Dowling’s production also points to the decision. Along the way he fills the stage with theatricality, often reminding us that we are in a theater as well. Or, on Alexander Dodge’s set, backstage in an old warhorse of a house. The second tier could be an Italian villa in decline, or box seats in a balcony. Downstairs, piles of books, some up to six feet, buttress the walls. Frayed theater seats, once red, now a musty pink, face the audience as if we were the play (but isn’t all the world a stage?). Plus heaps of grimy old stuff: parts of wooden chairs, other pokey things. The stage floor is mostly boards, though splotches of sand suggest a beach. If it is a backstage, the dilapidated theater’s “charms” may have long since been “o’erthrown.”

The set’s a hybrid of the theatrical and the actual, including radio sound effects for the storm. David Israel Reynoso’s costumess sport a similar mix. Ariel, who can be invisible, wears a neck-to-toe spandex body suit with a galaxy of silver sequins. Silmy green Caliban could be human or the beast from 20,000 fathoms. The others dress from late-Renaissance to the Supremes. It’s as if time and space collapsed, two eras fused, and the play is happening then and now.

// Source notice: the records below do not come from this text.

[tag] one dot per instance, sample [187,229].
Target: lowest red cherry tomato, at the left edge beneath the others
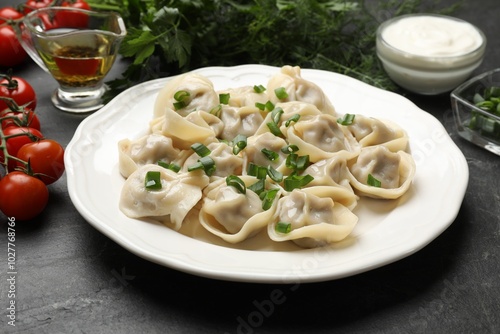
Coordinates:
[22,196]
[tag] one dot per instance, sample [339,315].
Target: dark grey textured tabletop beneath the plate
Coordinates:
[73,279]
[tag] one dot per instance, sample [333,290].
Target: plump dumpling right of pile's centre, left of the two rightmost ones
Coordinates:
[321,137]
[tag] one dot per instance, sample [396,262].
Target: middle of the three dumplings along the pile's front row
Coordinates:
[232,215]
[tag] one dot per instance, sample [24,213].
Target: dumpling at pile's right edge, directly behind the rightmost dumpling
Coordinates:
[370,131]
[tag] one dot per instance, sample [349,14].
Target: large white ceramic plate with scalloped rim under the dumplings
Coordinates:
[386,232]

Talent in the cast runs deep. And it starts with Robert Foxworth. He plays King Alonso, addled and in as much danger as Prospera — since Antonio (well-spoken Rene Thornton, Jr.,) and Sebastian (conniving Daniel Ian Joeck) want to assassinate him. Completely grounded, vocally rich, alert in every moment, Foxworth gives a master class on acting Shakespeare.

Though Lizan Mitchell should vary her decibels — she mostly shouts — as “Gonzala,” Robert Dorfman and Andrew Weems turn Stephano and Trinculo into an expert comedy team (and Dorfman’s many reactions are a hoot). Nora Carroll and Sam Avishay create an innocent tandem as Miranda and Ferdinand.

Early on opening night, Kate Burton was overly gestural as “Prospera,” extended arms apparently stretching for size. But once she settled in, she played a Prospero/a I’ve never seen before. Although she’s been gravely wronged, Prospera has an innate kindness. Being angry disturbs her, since, even in exile, she isn’t used to it. As the play progresses, the new feeling grows. She treats Miranda with tough love, is harsh to Caliban, and envisions final vengeance. In Burton’s excellent performance, Prospera almost takes on a vehement second nature. Then, in the crucial moment, she stops the cycle of violence —for herself, at least, if not the others.

The Tempest, by William Shakespeare.

Lowell Davies Festival Theatre, Old Globe Theatre, Balboa Park.

Directed by Joe Dowling; cast: Kate Burton, Robert Foxworth, Philippe Bowgen, Nora Carroll, Robert Dorfman, Manoel Feliciano, Sam Avishay, Lizan Mitchell, Andrew Weems, Daniel Ian Joeck, Yadira Correa; scenic design, Alexander Dodge, costumes, David Israel Reynoso, lighting, Phillip S. Rosenberg, sound, Jonathan Deans, original music, Keith Thomas.

Playing through July 22: Tuesday through Sunday at 8 pm.